(Reuters) - The National Football League said on Monday that teams could be fined heavily and forfeit future draft picks if they violate the concussion protocol.
According to the joint agreement of the NFL and NFL Players Association, each side will designate someone to monitor the implementation of the protocol and investigate any potential violations.
The investigation will not reach medical conclusions; it will only determine whether the protocol was followed, the two sides said in a joint statement.
If the parties are unable to agree, the matter will be brought to a third party arbitrator that would conduct a review and issue a report to NFL Commissioner Roger Goodell, NFLPA Executive Director DeMaurice Smith and the involved parties.
As jointly agreed to by the NFL and NFLPA, Goodell retains absolute discretion in determining penalties for violations of the concussion protocol.

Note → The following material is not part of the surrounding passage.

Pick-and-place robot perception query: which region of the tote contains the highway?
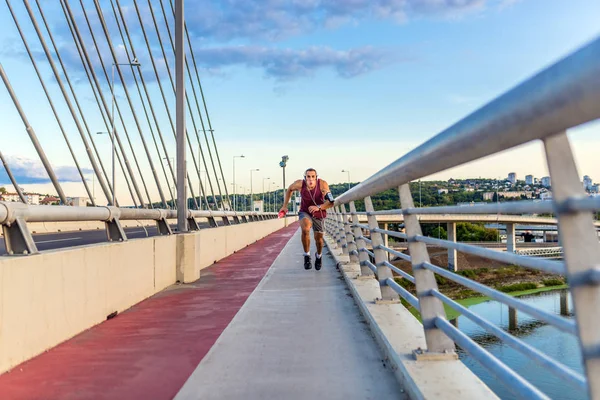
[0,221,220,256]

A first violation will require the club’s employees or medical team members involved to attend remedial education along with a possible maximum fine of $150,000 against the club.
Subsequent violations will result in a minimum $100,000 fine.
If the parties agree that a violation involved aggravating circumstances, the club shall be subject, in the first instance, to a fine no less than $50,000. NFL Commissioner Roger Goodell will determine discipline for subsequent violations involving aggravating circumstances.
And if Goodell determines that the club’s medical team failed to follow the protocol due to competitive considerations, he may require the club to forfeit draft picks and impose additional fines.
The NFL has been facing criticism over player safety and the link between football and concussions. Its concussion protocol came under renewed scrutiny last season when Rams quarterback Case Keenum was allowed to continue playing after suffering a concussion in a game.
Last November, Keenum sustained a head injury on the field and struggled to get up off the turf after his head hit the ground but he remained in the game and later gave up a fumble that cost his team that game.
The NFL said at the time it would review why Keenum was not taken off the field for evaluation by a team doctor or an independent neuro-trauma physician as required by its concussion protocols.